Un miscuglio di voci che parlava una lingua straniera, cominciò ad arrivargli alle orecchie, dapprima leggero e lontano, poi sempre più distinguibile.

Erano certamente i turisti di cui gli avevano parlato, il segno che forse era sulla strada giusta per uscire.

Sarebbe bastato ripercorre l'ampio corridoio controcorrente rispetto alla comitiva, sperando che nessuno dei succhia sangue della Guardia fosse nei paraggi a fiutare il suo odore.

Si nascose dietro una delle pesanti tende, drappeggiate davanti alle enormi vetrate ulteriormente schermate dagli scuri. La schiena aderente alla parete e il respiro ridotto allo stretto necessario a evitare l'asfissia.

Una lingua di adrenalina gli serpeggiava sottopelle, come una linfa vitale che raggiunge un centimetro alla volta gli organi, i tessuti, le cellule tutte del corpo e del cervello, accendendoli per lo sforzo finale. La gola era secca, come se avesse scordato di bere da ore, e la pelle tirava sotto la crosta delle scie di sangue di cui l'aveva imbrattata.
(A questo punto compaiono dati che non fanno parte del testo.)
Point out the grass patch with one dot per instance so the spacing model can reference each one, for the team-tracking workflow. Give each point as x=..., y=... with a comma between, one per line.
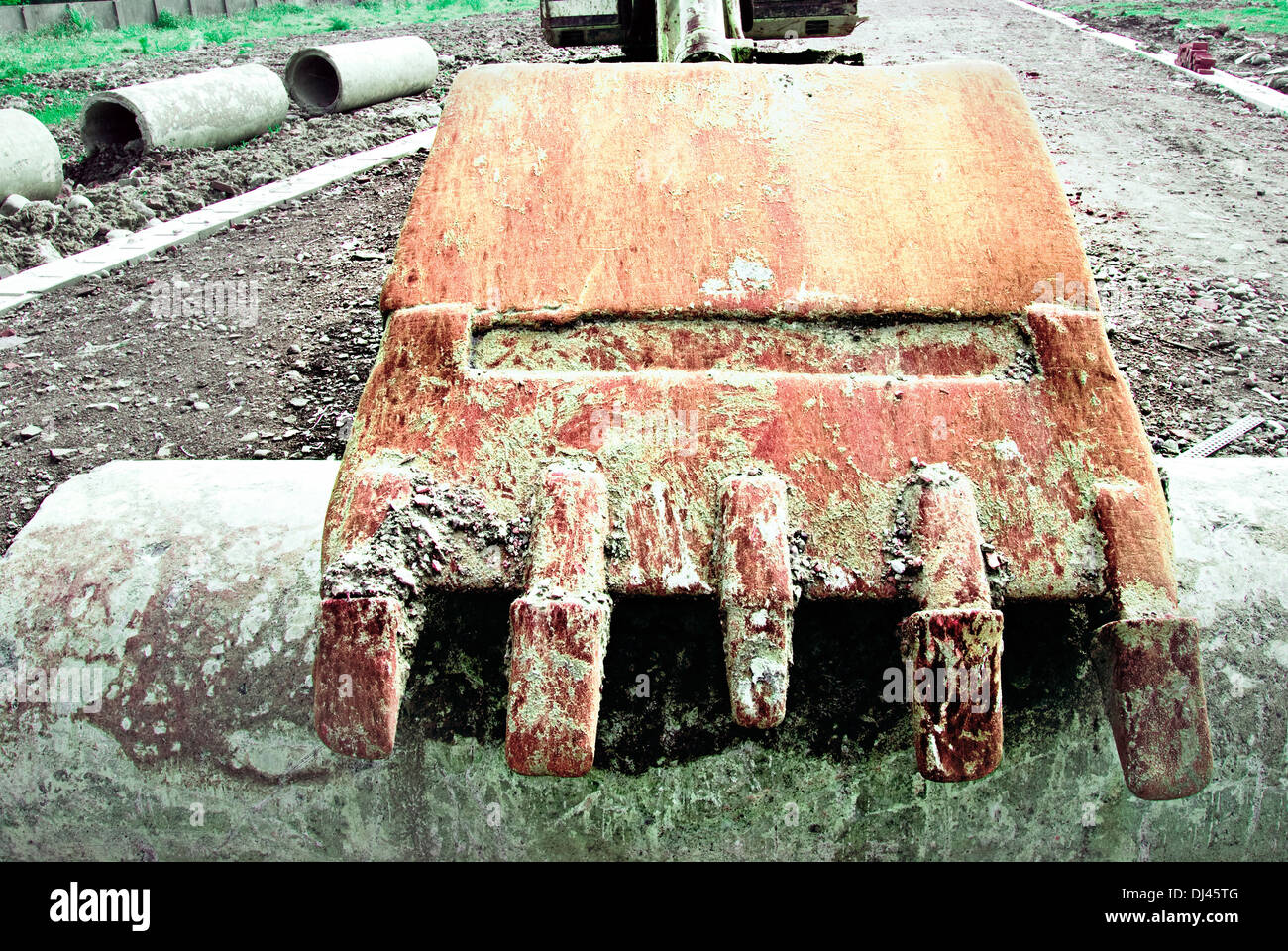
x=52, y=106
x=38, y=54
x=1253, y=18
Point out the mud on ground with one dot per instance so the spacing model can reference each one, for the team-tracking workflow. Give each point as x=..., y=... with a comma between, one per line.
x=128, y=188
x=1179, y=192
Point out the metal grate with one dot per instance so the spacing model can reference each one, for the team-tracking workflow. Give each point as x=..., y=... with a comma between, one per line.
x=1223, y=438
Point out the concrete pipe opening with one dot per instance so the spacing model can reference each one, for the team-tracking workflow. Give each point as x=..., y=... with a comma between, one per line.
x=108, y=123
x=200, y=110
x=314, y=82
x=344, y=76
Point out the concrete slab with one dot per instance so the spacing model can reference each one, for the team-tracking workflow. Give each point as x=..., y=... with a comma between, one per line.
x=193, y=585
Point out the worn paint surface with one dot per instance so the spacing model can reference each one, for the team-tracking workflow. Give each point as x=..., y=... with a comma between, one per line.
x=837, y=279
x=756, y=600
x=559, y=630
x=1149, y=677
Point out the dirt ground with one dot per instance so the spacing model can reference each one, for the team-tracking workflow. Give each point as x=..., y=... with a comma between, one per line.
x=128, y=189
x=1254, y=55
x=1179, y=192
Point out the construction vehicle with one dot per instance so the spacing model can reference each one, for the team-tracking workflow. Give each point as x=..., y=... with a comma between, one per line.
x=707, y=326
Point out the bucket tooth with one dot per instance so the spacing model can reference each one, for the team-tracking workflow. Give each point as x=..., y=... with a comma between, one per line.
x=559, y=630
x=1147, y=658
x=360, y=674
x=952, y=647
x=756, y=598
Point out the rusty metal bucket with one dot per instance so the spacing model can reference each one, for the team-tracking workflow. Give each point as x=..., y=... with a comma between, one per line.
x=764, y=334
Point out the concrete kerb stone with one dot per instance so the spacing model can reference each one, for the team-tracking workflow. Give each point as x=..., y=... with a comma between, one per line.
x=1248, y=90
x=22, y=287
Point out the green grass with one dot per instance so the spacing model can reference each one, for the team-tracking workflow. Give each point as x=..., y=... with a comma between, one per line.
x=1257, y=18
x=64, y=105
x=67, y=47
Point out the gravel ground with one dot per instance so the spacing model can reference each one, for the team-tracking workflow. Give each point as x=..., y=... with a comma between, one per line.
x=1256, y=55
x=1179, y=191
x=127, y=189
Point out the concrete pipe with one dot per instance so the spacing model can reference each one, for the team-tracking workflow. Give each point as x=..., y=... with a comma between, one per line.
x=202, y=110
x=349, y=75
x=30, y=161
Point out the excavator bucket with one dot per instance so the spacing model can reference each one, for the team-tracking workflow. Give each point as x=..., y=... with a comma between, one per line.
x=756, y=333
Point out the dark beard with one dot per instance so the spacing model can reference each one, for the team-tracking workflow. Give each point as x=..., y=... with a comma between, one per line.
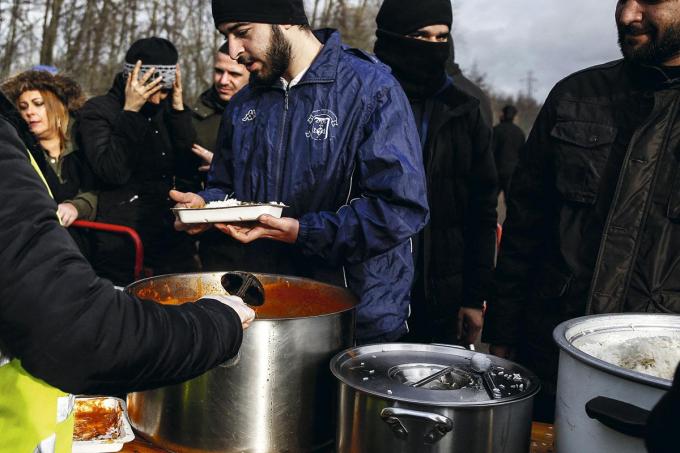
x=277, y=60
x=661, y=47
Le dita tremarono e la pelle si accapponò, quando le voci furono vicine.

I polmoni fermarono il proprio lavoro, centellinando le molecole d'aria al loro interno per l'apnea necessaria a mimetizzarsi completamente, quando il calore vivo dei corpi dei turisti gli passò davanti, con le voci entusiaste ed eccitate.

I denti strinsero il labbro inferiore con apprensione e impazienza, quando il vociare si allontanò gradualmente dalle sue orecchie, fino a esaurirsi del tutto.
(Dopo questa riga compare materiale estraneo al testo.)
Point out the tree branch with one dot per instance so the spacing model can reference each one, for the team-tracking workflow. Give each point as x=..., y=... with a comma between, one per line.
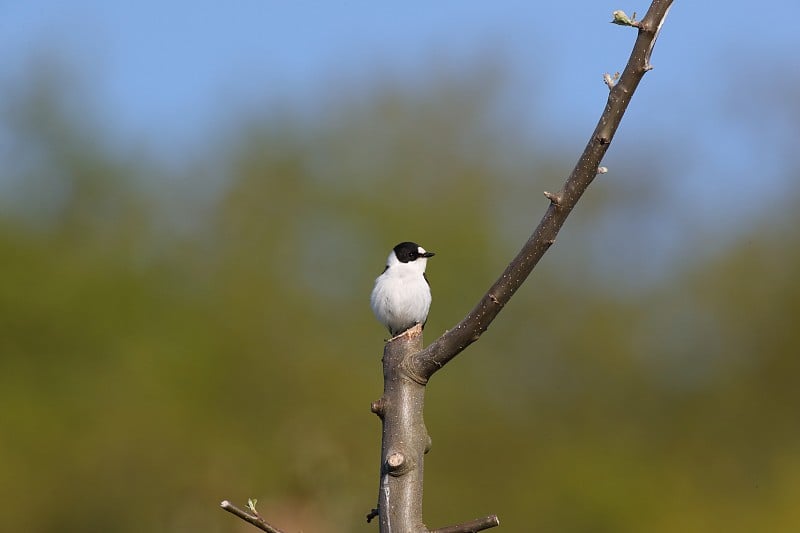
x=428, y=361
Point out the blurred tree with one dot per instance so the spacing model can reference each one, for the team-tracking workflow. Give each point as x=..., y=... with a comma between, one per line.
x=145, y=373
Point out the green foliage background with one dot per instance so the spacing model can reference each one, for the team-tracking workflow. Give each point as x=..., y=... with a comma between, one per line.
x=171, y=337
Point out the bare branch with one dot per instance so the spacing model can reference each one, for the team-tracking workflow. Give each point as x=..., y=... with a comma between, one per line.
x=247, y=517
x=479, y=524
x=453, y=342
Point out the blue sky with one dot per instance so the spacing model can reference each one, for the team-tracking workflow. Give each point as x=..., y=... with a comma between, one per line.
x=168, y=72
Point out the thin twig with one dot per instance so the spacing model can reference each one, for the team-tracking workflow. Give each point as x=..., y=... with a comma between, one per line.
x=247, y=517
x=457, y=338
x=479, y=524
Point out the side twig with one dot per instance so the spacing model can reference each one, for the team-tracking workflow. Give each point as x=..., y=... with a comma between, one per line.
x=479, y=524
x=454, y=341
x=254, y=519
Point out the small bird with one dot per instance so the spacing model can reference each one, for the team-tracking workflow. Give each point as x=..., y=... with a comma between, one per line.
x=402, y=296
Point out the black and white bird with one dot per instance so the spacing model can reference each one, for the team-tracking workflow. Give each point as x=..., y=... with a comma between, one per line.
x=402, y=296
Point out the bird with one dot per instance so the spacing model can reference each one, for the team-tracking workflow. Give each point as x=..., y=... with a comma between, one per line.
x=401, y=298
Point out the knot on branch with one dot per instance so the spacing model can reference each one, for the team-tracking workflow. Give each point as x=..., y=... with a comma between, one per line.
x=378, y=407
x=555, y=198
x=398, y=464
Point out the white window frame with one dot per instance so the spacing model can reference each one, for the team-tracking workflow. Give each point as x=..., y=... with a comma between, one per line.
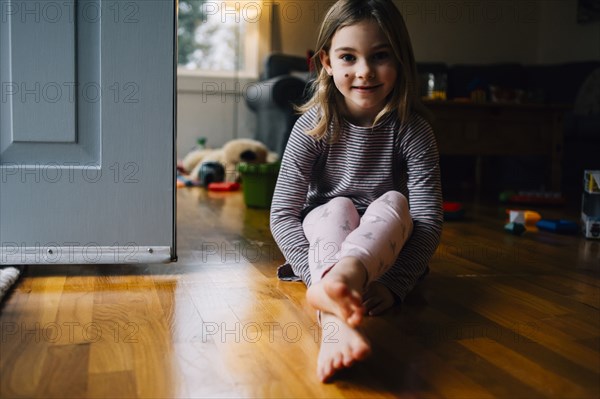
x=257, y=37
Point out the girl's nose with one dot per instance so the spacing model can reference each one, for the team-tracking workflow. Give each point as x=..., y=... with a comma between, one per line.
x=364, y=71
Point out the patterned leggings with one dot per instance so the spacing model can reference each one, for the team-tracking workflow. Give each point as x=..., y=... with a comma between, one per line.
x=335, y=230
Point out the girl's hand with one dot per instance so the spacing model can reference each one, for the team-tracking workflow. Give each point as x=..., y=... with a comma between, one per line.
x=377, y=299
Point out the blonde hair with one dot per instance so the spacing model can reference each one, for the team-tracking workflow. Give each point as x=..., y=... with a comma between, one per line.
x=325, y=96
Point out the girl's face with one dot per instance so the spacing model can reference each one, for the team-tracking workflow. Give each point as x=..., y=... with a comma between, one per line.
x=364, y=69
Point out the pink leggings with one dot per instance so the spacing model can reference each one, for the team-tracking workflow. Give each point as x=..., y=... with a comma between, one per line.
x=335, y=230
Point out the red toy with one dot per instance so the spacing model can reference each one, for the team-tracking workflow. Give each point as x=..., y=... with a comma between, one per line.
x=223, y=186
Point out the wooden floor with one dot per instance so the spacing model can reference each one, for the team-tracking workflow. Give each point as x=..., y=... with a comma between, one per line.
x=499, y=316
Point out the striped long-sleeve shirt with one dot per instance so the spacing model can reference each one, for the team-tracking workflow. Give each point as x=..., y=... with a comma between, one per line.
x=365, y=163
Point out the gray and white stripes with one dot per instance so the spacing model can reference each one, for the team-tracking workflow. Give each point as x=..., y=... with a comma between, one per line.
x=364, y=164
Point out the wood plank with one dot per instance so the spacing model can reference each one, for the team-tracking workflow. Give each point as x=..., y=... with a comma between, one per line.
x=498, y=316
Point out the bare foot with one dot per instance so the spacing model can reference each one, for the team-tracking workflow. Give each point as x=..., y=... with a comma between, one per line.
x=339, y=292
x=341, y=347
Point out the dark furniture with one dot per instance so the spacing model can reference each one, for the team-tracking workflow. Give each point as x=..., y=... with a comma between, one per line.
x=281, y=88
x=544, y=90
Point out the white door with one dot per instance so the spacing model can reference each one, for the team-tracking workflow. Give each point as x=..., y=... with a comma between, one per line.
x=87, y=131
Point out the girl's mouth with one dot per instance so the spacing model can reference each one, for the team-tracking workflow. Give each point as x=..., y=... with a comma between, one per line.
x=365, y=88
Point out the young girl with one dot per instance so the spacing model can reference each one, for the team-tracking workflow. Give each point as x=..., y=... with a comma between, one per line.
x=357, y=206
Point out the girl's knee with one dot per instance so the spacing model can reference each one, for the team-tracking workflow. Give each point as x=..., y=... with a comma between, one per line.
x=342, y=206
x=395, y=199
x=398, y=202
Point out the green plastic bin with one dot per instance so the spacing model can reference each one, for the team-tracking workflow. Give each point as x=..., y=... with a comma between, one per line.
x=258, y=183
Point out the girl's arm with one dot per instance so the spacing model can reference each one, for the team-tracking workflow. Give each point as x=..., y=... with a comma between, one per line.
x=290, y=196
x=422, y=178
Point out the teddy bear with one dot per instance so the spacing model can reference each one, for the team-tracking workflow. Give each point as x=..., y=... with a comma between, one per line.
x=229, y=156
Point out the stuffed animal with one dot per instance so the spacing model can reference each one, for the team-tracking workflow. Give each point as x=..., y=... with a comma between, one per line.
x=232, y=153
Il respiro fluì lentissimo attraverso le narici, così come il sangue nelle vene che sembrava essersi coagulato nello spasmo dell'attesa, non appena si sentì al sicuro e pronto a riprendere la via di fuga.
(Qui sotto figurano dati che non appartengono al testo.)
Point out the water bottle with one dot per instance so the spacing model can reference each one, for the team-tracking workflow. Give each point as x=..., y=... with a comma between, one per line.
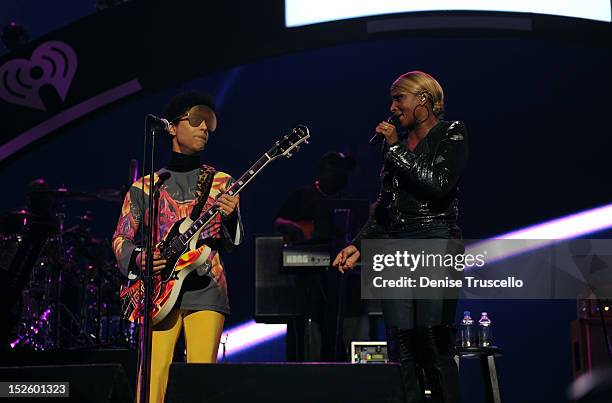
x=485, y=335
x=467, y=330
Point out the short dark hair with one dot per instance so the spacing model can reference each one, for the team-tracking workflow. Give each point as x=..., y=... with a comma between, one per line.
x=337, y=161
x=181, y=103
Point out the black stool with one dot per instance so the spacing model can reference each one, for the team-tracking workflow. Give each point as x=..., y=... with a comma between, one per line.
x=486, y=355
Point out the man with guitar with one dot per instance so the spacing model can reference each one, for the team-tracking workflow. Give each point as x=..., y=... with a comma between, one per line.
x=191, y=292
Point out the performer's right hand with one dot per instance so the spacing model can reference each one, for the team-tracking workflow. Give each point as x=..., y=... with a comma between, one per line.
x=347, y=258
x=158, y=261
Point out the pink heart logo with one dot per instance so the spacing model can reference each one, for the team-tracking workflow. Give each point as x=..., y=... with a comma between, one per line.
x=53, y=63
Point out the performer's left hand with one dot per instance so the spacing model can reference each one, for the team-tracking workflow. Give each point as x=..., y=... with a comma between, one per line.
x=388, y=130
x=227, y=204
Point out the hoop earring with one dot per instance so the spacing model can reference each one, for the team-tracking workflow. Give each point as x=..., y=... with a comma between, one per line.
x=418, y=122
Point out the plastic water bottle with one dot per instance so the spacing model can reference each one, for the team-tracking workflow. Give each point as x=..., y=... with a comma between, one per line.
x=485, y=331
x=467, y=330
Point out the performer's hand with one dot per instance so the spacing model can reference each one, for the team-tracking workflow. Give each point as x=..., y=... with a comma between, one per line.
x=389, y=131
x=227, y=204
x=347, y=258
x=158, y=261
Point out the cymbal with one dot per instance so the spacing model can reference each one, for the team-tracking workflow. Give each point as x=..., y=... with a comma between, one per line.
x=12, y=222
x=62, y=193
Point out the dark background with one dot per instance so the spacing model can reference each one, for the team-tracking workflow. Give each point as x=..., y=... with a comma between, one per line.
x=536, y=110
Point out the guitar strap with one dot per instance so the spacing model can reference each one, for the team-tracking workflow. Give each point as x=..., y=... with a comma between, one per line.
x=207, y=174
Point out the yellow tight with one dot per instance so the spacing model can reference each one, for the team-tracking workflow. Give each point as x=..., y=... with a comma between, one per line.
x=202, y=335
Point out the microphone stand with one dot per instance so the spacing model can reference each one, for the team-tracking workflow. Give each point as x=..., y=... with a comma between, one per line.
x=147, y=278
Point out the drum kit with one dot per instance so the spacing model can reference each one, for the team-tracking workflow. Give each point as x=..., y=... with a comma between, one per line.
x=62, y=283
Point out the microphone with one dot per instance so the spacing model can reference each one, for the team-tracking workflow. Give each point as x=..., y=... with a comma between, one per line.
x=158, y=123
x=377, y=138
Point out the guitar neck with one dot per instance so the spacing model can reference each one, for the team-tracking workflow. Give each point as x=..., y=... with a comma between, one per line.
x=233, y=190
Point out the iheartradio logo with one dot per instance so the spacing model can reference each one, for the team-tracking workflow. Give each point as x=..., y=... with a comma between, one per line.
x=52, y=63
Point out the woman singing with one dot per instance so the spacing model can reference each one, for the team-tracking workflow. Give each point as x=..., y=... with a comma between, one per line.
x=424, y=158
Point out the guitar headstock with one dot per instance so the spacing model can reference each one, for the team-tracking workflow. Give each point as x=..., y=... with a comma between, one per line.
x=290, y=143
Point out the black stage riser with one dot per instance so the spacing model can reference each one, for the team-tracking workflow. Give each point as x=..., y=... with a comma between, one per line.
x=296, y=383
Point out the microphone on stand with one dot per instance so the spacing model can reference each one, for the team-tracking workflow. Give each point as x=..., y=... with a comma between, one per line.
x=159, y=123
x=377, y=137
x=161, y=179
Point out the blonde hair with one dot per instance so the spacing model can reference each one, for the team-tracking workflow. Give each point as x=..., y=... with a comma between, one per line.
x=420, y=83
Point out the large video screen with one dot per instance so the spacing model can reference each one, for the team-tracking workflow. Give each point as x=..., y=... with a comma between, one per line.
x=305, y=12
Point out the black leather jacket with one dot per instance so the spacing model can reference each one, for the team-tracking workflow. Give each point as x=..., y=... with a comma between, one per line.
x=419, y=189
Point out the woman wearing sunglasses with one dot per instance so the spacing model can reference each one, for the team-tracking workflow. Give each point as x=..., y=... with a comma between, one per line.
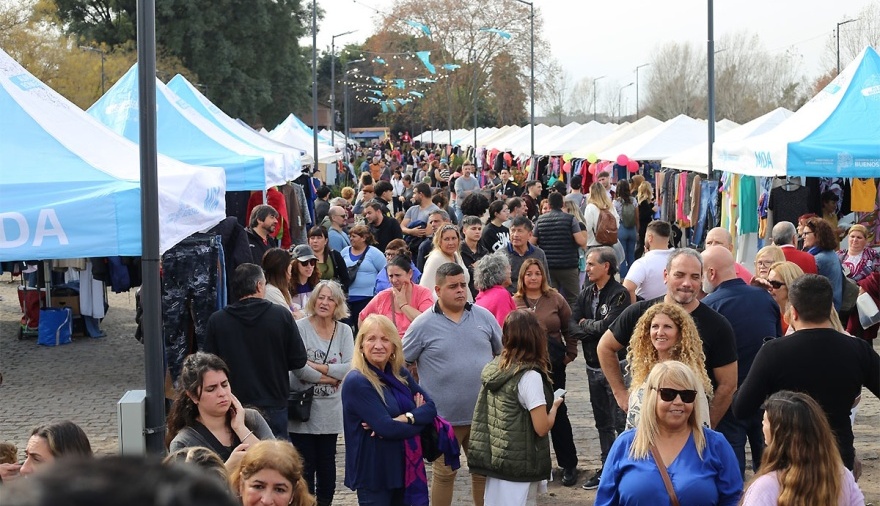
x=665, y=332
x=780, y=277
x=304, y=276
x=670, y=454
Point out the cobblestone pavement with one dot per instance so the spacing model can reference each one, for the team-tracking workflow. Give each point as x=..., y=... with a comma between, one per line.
x=84, y=380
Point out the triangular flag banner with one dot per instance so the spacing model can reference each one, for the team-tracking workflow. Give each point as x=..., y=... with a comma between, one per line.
x=495, y=30
x=420, y=26
x=425, y=56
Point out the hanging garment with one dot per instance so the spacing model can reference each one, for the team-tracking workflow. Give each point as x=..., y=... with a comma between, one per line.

Ci fu un solo, unico istante in cui tutto sembrò ricominciare daccapo, il respiro, la possibilità di salvezza, la forza che regala la ritrovata speranza.

Un unico, solo istante perché tutto, allo stesso modo svanisse, come vapore nell'aria.

Perché tutto si dissolvesse con la stessa veloce prepotenza con cui sembrava essere cominciato, quando dita fredde e morte gli strinsero il collo, come ganasce mortali.